When the Covid-19 pandemic hit, governments were fast to close down countries in order to mitigate infections and the number of deaths. Little thought on the educational effects of children, and how distance learning would affect their school outcomes.foto: Sarah Kilian via pexels
When the Covid-19 pandemic hit, governments were fast to close down countries in order to mitigate infections and the number of deaths. Little thought on the educational effects of children, and how distance learning would affect their school outcomes. However, this question was not necessarily ignored by the public; debates emerged around the world were opponents of lockdowns expressed their discontent with school closures. Although seldom arguments about potential negative educational effects were brought up, instead the arguments seemed to be more of a political nature.

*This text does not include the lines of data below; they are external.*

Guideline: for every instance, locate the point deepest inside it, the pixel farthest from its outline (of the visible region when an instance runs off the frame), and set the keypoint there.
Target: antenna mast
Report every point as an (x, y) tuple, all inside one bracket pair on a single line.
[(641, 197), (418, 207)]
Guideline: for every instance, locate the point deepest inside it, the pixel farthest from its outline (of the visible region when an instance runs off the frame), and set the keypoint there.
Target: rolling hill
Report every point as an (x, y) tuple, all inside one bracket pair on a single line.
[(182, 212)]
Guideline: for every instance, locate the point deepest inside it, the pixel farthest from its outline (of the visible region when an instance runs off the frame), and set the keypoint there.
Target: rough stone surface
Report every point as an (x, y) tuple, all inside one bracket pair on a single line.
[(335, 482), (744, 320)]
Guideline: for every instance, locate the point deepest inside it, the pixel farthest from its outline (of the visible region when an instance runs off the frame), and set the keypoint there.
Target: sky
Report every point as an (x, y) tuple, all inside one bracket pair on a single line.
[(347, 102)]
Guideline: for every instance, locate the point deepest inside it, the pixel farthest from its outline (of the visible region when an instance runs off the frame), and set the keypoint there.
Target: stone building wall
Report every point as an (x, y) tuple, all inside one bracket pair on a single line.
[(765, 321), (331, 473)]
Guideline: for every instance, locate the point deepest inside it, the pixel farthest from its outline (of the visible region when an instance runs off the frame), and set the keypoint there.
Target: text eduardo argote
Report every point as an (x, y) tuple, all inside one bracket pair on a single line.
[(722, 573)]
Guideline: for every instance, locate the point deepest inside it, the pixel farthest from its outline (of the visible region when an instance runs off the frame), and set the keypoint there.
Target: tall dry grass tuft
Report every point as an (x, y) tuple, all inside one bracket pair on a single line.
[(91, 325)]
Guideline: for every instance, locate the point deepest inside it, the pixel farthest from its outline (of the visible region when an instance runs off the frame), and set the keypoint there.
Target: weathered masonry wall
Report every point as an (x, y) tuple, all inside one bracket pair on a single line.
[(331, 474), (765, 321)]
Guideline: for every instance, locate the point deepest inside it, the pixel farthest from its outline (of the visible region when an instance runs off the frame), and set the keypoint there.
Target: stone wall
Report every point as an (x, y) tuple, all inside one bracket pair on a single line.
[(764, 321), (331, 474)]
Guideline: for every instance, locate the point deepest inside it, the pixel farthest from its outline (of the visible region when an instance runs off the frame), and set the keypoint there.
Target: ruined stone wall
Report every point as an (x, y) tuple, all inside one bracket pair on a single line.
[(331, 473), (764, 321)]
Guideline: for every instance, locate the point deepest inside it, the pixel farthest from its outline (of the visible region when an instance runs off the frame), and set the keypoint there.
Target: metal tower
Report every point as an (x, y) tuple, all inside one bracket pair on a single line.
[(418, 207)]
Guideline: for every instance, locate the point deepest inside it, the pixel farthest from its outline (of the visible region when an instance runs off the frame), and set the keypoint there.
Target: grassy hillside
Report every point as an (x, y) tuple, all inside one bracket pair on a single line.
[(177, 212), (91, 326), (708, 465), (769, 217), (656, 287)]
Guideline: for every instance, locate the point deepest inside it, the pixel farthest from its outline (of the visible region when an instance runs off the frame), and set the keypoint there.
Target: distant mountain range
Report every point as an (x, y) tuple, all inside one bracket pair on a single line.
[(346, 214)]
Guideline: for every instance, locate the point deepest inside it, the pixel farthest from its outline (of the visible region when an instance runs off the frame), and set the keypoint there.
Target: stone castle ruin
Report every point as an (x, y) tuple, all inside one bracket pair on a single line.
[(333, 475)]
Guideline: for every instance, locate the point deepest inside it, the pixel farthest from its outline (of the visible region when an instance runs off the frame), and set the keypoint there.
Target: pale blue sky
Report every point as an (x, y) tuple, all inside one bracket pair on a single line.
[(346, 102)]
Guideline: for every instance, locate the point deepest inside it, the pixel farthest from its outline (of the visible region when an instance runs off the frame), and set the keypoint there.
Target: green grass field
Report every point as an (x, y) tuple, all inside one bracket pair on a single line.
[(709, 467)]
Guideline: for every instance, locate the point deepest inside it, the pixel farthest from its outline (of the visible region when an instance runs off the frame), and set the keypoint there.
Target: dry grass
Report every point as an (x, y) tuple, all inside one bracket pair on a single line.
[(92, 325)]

Despite the political nature of lockdowns, the academic literature has tried to answer the question of the educational effects of Covid-19 lockdowns. One study examines the effects of school closures on primary school performance, using data that includes 15 percent of all schools in the Netherlands. Using a well-developed country like the Netherlands for a study like this is essential since the variation of technology access between children is minimal and therefore the Netherlands could be used to screen a lower-bound effect since larger effects are to be expected in countries where the technological infrastructure is lacking. The study uses data on student's test scores utilizing the twice a year exam structure and can then compare the variation in educational outcomes before and after lockdown and compare the lockdown result with previous years with no lockdown.

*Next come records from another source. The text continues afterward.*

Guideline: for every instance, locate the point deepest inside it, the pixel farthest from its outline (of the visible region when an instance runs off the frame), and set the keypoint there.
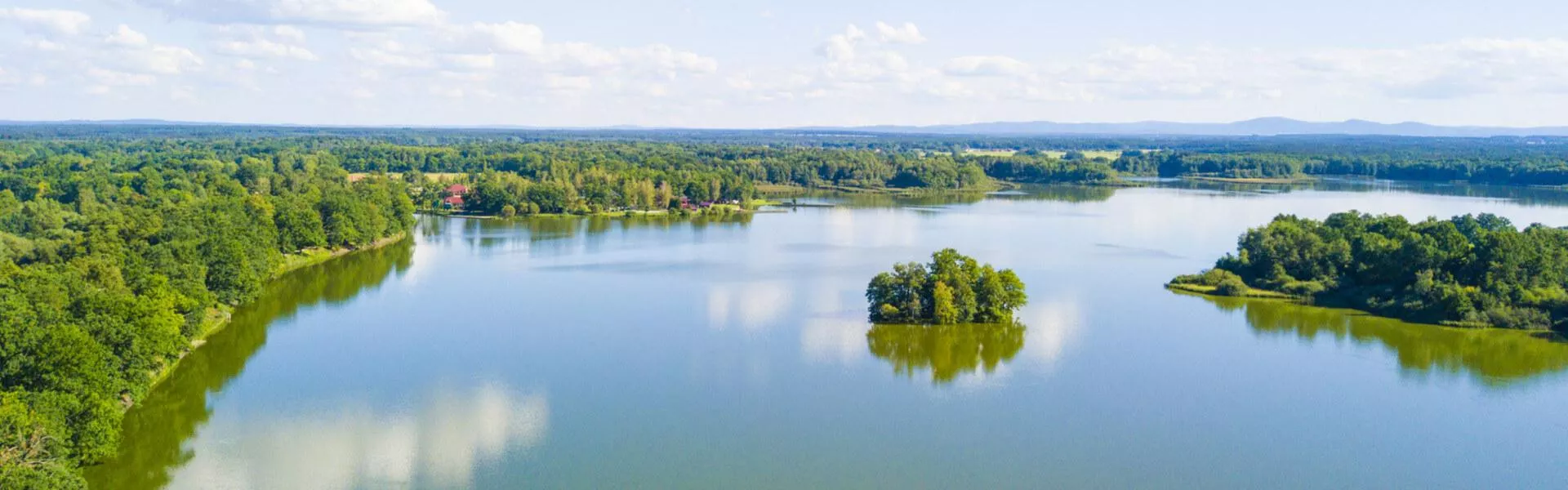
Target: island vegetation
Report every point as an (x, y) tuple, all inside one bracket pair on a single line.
[(951, 289), (1471, 270), (124, 245)]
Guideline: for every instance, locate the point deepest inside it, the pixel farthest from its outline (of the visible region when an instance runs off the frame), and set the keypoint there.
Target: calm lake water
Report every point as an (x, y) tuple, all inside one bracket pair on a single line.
[(734, 354)]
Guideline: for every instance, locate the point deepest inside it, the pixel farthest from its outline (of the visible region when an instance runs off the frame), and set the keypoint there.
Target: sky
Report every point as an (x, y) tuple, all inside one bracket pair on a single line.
[(744, 63)]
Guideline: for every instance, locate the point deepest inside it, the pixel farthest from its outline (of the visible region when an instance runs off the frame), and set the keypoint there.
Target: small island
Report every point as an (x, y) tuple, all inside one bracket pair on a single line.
[(951, 289), (1471, 270)]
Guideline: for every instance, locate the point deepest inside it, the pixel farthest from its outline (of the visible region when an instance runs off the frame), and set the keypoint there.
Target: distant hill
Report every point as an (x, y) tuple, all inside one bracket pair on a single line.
[(1261, 126)]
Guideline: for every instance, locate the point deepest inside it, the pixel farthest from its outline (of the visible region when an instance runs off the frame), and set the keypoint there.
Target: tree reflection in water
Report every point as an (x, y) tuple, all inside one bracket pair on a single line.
[(1496, 359), (947, 350), (156, 430)]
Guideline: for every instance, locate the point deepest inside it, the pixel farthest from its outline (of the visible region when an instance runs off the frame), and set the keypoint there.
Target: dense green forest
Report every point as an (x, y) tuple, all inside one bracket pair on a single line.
[(850, 159), (1467, 270), (115, 258), (951, 289), (122, 244)]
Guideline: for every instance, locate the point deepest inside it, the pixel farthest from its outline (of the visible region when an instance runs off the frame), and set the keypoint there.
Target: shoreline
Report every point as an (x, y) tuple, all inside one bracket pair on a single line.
[(218, 318), (1275, 296), (1252, 180)]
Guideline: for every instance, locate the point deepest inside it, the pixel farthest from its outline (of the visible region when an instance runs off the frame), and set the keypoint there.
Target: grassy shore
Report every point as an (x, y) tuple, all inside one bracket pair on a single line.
[(1252, 292), (218, 318)]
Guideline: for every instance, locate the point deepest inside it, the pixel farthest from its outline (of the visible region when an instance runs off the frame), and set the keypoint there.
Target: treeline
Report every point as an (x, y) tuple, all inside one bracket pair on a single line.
[(1463, 167), (1467, 270), (114, 261)]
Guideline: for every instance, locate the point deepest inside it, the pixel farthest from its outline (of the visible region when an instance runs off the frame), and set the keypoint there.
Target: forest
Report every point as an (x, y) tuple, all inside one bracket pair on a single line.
[(114, 263), (121, 245), (1471, 270), (951, 289)]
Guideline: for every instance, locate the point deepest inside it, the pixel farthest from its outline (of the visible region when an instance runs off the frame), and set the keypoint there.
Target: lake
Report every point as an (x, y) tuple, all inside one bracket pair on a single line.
[(736, 354)]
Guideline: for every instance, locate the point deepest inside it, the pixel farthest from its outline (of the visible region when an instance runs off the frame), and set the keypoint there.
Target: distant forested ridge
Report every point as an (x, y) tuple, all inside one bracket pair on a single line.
[(858, 158), (1467, 270), (117, 256)]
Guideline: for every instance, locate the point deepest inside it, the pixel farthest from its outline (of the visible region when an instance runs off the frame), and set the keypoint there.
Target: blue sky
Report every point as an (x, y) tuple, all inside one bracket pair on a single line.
[(782, 63)]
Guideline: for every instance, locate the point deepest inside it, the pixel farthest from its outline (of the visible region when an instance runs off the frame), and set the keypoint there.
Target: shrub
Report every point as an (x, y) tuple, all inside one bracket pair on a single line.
[(1232, 286)]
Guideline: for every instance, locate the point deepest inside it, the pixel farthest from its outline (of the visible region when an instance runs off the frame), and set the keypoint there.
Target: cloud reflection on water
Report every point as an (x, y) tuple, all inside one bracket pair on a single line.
[(438, 445)]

The study shows that students that had been distance learning performed significantly worse than their counterparts in previous years, suggesting a loss of knowledge during the lockdown period. Moreover, children with less-educated parents were more affected by the lockdown, than parents with educated parents. This result is also documented in the US and seems to be a common effect of lockdown. Most likely this is due to the parent's inability to provide aid to their children, as well as the children's inability to learn from each other. These results imply not only significant educational effects but also include a dimension of inequality effects across children with less-educated parents.
Teachers vulnerability to contracting Covid-19
In contrast to students' knowledge loss, is teachers' vulnerability to contracting Covid-19. Since Sweden chose only to close upper secondary schools, comparing infection rates between teachers in the upper secondary school to teachers in lower secondary school, the effect of distance learning on infection rates can be traced. A recent study does exactly this and finds that teachers having live lectures were much more affected than teachers that had distance learning. In particular, lower secondary teachers were twice as likely to contract Covid-19 than their upper secondary counterparts. In fact, lower secondary teachers were shown to be the 7th most-affected occupational group, whereas upper secondary teachers were significantly less affected. Interestingly, both lower primary school teachers and upper preliminary school teachers were more affected than upper secondary teachers, although not as much as lower secondary teachers are, which suggests that infection rates increase with student's age.
Was it worth closing schools?
Comparing the empirical evidence above, there is no clear answer to the question if school closures were good or not. The apparent trade-off between teachers' infection rates and potential loss of student knowledge is to be considered when evaluating different countries' Covid-19 strategies. What becomes interesting is how effective school closures were in restricting the transmission of the virus. In the study from Sweden, they find evidence of minuscule effects of school closures on the transmission, so from a government perspective, it may be reasonable not to close schools. However, Sweden is not a particularly good example when it comes to evaluating the closing effect, since the already widespread transmission and lack of other substantial lockdown effects.
Whatever the right decision may show itself to be, the educational effect and generally documented loss of knowledge among students and potential inequality effects, is something that has to be considered in the future.